PB CLE says they do not want cuts to emergency services
PB CLE’s organizers said they do not want significant cuts to the city’s emergency medical services and don’t foresee that as an issue.
“I think it’s more likely that a valid and very important public service like emergency medical services would see more funding rather than less because residents understand how important that is,” said Jonathan Welle, who serves on PB CLE's steering committee. “I think it’s very likely that you will hear residents propose projects that increase the amount of funding to services they value the most, such as EMS.”
They say that the 2% will likely not come from just Cleveland's general fund which funds city positions. The charter amendment includes language allowing up to 60% of the funding to come from the city’s capital budget, which pays for infrastructure and construction, as well as the general fund. That blend would allow for capital projects like the construction of a new neighborhood pool, as well as programmatic proposals that would use general fund money.

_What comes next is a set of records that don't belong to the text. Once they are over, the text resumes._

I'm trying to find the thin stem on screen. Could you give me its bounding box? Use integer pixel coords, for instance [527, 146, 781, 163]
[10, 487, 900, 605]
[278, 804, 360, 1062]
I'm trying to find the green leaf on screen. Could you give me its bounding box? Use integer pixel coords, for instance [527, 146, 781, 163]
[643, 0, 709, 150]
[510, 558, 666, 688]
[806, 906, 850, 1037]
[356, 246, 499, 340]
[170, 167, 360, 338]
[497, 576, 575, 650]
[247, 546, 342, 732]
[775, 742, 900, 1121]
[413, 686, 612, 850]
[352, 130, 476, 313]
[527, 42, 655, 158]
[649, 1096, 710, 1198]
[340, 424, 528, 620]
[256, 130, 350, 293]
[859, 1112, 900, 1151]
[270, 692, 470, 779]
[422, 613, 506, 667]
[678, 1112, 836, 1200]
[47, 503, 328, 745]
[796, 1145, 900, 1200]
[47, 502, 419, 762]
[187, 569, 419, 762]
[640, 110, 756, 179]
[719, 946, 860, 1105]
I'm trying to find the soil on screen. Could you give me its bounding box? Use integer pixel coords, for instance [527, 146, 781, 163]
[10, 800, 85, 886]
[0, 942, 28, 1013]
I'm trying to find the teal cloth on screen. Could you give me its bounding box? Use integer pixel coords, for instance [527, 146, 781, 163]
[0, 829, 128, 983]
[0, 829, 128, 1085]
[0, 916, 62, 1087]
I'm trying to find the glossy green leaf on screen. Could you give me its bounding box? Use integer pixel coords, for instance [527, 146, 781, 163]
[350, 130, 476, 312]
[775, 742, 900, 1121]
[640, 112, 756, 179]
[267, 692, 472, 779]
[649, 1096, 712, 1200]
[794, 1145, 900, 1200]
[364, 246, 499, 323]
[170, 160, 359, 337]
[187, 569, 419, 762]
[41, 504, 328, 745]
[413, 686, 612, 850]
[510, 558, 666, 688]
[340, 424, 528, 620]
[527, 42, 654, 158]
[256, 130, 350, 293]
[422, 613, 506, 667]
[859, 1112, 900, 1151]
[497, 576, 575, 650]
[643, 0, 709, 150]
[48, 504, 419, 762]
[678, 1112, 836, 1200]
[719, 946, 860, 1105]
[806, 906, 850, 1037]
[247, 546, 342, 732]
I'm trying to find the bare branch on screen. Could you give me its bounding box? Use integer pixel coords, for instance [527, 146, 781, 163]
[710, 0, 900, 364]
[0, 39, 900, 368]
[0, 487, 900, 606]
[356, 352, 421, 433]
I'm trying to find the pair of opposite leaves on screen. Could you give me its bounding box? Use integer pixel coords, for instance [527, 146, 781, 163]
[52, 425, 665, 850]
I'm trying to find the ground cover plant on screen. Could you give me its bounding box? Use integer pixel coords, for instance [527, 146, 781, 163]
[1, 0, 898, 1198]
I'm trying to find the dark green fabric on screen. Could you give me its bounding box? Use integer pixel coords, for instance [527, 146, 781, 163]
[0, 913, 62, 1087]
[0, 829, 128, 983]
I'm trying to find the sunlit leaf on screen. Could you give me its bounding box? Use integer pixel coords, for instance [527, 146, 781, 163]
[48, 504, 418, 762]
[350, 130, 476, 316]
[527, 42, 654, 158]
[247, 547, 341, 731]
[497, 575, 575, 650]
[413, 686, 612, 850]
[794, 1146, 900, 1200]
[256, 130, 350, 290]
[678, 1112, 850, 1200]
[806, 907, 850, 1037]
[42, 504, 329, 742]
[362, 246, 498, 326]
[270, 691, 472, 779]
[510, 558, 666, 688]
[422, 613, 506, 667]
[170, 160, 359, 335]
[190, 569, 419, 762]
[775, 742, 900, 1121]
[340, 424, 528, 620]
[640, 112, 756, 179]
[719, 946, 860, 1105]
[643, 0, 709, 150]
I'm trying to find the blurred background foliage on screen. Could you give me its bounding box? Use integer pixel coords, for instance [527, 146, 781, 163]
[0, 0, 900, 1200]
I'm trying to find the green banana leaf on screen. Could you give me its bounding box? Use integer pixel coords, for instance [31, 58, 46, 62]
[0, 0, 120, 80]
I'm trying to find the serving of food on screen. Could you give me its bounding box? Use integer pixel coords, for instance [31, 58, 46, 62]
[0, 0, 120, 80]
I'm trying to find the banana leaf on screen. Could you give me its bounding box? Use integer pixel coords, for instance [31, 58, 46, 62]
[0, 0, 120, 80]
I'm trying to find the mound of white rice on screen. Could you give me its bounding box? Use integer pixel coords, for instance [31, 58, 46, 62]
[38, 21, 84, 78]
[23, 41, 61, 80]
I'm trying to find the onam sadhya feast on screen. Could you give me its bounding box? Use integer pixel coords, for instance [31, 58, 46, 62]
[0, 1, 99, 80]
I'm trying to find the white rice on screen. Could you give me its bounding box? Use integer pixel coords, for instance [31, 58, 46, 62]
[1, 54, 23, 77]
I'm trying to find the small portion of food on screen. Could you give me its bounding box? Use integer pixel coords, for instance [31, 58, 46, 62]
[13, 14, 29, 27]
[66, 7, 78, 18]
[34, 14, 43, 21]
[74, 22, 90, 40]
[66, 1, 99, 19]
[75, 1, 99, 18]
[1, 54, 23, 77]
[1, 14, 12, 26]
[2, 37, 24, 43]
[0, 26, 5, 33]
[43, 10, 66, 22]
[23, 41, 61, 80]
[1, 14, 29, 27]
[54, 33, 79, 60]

Ultimately, the onus would be on the mayor to decide how that funding is allocated, PB CLE said. The mayor’s yearly budget estimate, which is vetted and approved by city council, would determine where those budget cuts came from. City council, however, would not have final approval over the participatory budgeting projects.
PB CLE is not in charge of determining which projects would be approved, so they cannot say definitively how the emergency services would be affected, but the group points to other cities with participatory budgeting that have invested in nonpolice care responses and mental health crisis intervention as public safety measures.
“We think PB CLE and a People’s Budget will bring more democratic power to the surface and actually make the lives of working-class people in the city of Cleveland better,” Welle said.
More unions come out against November ballot initiative
In the months following the police and EMS unions' vocal opposition, several more unions representing Cleveland's workforce have said they oppose the measure, including the North Shore AFL-CIO Federation of Labor, which represents 85,000 workers across nearly 150 local unions in the region.
"If you’re going to cut out $14 million from the current budget, it’s going to have big impacts," said Brian Pearson, the campaign and political director of North Shore AFL-CIO. "It could cause layoffs, restructuring, closing of departments."
Also joining the fight against participatory budgeting is the Cleveland Building and Construction Trades Council, which represents 29-member unions in the construction industry, and the union representing the city's firefighters.
Participatory budgeting “sounds like a good idea, a progressive idea, but it’s not,” David Wondolowski, executive secretary and business manager for the CBCTC said in a written statement on August 31. “I’m sure those behind the idea had good intentions, but the reality is participatory budgeting is a gimmick that presents a very real danger to a city budget that is already cut to the bone. Further cuts could do irreparable damage to City services and public safety.”